Principals will receive copies of their campus’ results. Cabinet teams will receive roll-up reports of their participating schools. The CTE Foundation (Amber Figueroa and Kathy Goodacre) will receive access to the results. To see examples of the reports representing feedback from each audience, please click on the links below:
- Sample High School Student Survey Report
- Sample High School Family Survey Report
- Sample High School Staff Survey Report
I have additional questions; who can I speak with?
YouthTruth’s Director of Partnerships, Sonya Heisters is available to answer any questions. You may schedule a conversation directly on her calendar here or contact her via 415.429.5222 or email@example.com.
YouthTruth is a national nonprofit based in San Francisco that has helped thousands of schools across the country listen to and accelerate improvements based on feedback. It was founded in 2008 through a collaboration between the Bill and Melinda Gates Foundation and the Center for Effective Philanthropy, and has since surveyed over 950,000 students across 39 states and five countries. Through validated survey instruments and tailored advisory services, YouthTruth partners with schools, districts, states, and educational organizations to enhance learning for all students.
Their climate and culture surveys measure the things that matter most to school climate and culture and creating high performing schools – like student engagement, rigor, relationships with teachers and peers, and school culture. It also provides incredible insights about students’ perceptions of preparedness for college and career, STEM, and PBL – key areas for our particular interest.
In California, many schools and districts use YouthTruth for LCAP, strategic planning, and school improvement plans. For more information, please visit www.youthtruthsurvey.org.
How this is not “just another thing.”
YouthTruth surveys are so comprehensive and easy to administer, that it can actually save schools valuable time and effort. Middle School principal Nikki Hinostro, whose school is featured in the Sundance award-winning film, Most Likely to Succeed gives a 5-minute talk about how she uses YouthTruth data: video here.

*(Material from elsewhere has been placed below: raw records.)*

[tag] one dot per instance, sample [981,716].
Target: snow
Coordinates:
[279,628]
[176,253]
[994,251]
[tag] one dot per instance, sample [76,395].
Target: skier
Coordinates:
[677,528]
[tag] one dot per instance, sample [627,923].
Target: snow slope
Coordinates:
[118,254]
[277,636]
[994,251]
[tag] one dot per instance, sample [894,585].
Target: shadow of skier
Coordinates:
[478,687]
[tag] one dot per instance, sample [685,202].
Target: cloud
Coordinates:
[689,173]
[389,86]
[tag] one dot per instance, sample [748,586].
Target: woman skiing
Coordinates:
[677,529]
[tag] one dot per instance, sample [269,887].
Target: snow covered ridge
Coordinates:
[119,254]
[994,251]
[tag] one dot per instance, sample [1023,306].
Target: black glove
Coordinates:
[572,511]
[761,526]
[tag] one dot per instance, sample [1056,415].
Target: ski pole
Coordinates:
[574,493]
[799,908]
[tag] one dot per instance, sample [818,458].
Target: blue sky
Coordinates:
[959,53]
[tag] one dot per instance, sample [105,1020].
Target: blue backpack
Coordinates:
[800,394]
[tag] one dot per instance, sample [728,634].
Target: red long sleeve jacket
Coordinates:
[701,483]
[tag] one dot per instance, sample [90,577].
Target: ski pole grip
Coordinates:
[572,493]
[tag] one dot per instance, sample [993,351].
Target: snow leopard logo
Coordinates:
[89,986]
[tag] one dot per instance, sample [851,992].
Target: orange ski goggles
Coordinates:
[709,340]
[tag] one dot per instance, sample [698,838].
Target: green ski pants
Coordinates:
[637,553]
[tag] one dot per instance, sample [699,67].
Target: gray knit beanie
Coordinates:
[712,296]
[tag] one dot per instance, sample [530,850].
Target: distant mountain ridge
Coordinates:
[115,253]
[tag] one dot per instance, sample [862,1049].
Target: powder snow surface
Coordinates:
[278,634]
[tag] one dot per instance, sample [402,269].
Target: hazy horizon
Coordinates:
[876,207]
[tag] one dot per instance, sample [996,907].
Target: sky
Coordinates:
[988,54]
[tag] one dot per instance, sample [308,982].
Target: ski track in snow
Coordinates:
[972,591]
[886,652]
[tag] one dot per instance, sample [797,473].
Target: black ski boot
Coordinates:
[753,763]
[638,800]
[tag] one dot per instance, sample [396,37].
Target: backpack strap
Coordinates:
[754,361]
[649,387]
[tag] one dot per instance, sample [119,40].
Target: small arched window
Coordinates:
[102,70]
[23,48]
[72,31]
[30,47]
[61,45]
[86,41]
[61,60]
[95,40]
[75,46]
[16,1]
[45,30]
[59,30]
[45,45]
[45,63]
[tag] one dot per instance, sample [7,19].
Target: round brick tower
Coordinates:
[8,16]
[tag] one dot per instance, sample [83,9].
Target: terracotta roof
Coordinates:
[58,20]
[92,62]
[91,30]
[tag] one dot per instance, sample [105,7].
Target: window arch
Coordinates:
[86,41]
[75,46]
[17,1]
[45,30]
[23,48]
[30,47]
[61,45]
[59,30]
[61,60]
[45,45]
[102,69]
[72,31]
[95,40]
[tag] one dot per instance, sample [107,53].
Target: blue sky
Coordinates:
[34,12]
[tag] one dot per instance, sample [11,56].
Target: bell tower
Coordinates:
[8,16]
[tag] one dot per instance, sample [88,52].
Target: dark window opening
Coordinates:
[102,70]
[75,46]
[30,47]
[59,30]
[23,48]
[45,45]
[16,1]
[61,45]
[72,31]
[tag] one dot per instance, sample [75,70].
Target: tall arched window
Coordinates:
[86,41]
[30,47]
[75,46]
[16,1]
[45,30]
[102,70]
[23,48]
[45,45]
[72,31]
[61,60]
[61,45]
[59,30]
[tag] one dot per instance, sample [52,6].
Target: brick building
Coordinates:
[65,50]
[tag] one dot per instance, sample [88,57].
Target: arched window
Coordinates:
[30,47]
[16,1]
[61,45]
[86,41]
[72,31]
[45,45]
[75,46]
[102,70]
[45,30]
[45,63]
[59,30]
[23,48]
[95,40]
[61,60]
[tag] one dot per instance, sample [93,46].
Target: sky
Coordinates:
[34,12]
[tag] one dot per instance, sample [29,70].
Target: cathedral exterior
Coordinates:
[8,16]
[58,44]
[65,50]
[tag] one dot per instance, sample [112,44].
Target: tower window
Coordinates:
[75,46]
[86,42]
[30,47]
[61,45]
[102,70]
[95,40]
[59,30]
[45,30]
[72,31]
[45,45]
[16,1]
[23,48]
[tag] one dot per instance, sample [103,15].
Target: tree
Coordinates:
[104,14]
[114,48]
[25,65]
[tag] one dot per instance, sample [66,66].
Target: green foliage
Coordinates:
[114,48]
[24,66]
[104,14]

Unlike other surveys . . .
- It will be easy to administer. The High School survey takes only about 25 minutes to administer, and yet is more comprehensive in the themes covered than California Heathy Kids Survey at 120 questions. YouthTruth also provides dedicated project management support – from kick-off webinars to survey proctor scripts, they’ll do the heavy lifting.
- The results will be turned around quickly. You typically get your report back within 7 business days instead of waiting months for your reports.

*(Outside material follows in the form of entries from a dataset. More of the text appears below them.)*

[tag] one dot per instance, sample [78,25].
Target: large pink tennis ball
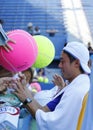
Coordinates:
[24,52]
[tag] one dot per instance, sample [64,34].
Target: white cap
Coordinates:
[79,51]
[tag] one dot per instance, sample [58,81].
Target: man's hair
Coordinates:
[72,58]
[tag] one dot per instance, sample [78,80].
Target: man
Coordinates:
[67,104]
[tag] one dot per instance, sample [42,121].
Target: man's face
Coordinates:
[66,67]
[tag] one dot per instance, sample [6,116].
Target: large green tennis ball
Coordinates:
[46,51]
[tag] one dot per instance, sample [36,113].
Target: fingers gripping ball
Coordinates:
[40,79]
[46,51]
[24,52]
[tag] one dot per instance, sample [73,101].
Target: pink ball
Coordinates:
[36,86]
[24,52]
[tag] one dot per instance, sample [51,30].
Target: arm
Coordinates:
[59,81]
[22,92]
[4,40]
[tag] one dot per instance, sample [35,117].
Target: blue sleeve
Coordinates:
[52,104]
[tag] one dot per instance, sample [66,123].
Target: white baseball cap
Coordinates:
[79,51]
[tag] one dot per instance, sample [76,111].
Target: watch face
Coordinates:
[27,100]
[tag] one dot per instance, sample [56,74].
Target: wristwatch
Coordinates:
[27,100]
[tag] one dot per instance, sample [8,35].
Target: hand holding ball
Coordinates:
[24,52]
[46,51]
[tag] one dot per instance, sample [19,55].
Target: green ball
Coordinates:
[45,80]
[46,51]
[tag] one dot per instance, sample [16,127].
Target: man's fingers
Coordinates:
[10,40]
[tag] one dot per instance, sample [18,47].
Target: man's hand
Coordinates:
[7,47]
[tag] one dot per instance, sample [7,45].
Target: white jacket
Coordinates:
[66,113]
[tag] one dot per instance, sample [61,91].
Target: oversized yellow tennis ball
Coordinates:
[46,51]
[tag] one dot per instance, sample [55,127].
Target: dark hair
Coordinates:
[72,58]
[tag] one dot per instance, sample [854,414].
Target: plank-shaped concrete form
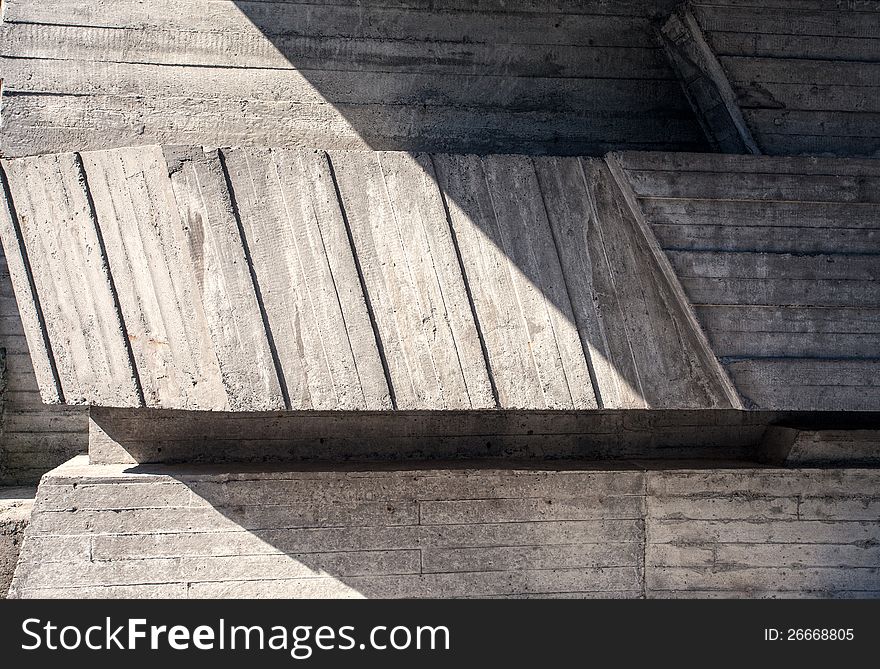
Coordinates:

- It’s designed with school and district leaders in mind. Online, interactive reports allow you to disaggregate by student subgroups like grade level, race/ethnicity, gender, FRPL, and more. Relevant comparisons put your ratings in context so you can see if your ratings are higher than, lower than, or typical, when compared to other suburban schools, schools in California, or other school types of interest. To explore a sample High School report, click here.
- This is a unique, time sensitive, learning opportunity. You are one of many districts invited, and will be joined by other schools in neighboring counties (Marin, the East Bay, the South Bay, and Monterey Peninsula). Not only will you be able to gather valuable data from your students, you’ll also receive hands-on training for using the data to accelerate change against the goals that you are already working toward. This is also a wonderful opportunity to grow your professional network of other educators as well as local funders such as the Hewlett foundation, Marin Community Foundation, Community Foundation of Monterey, and others.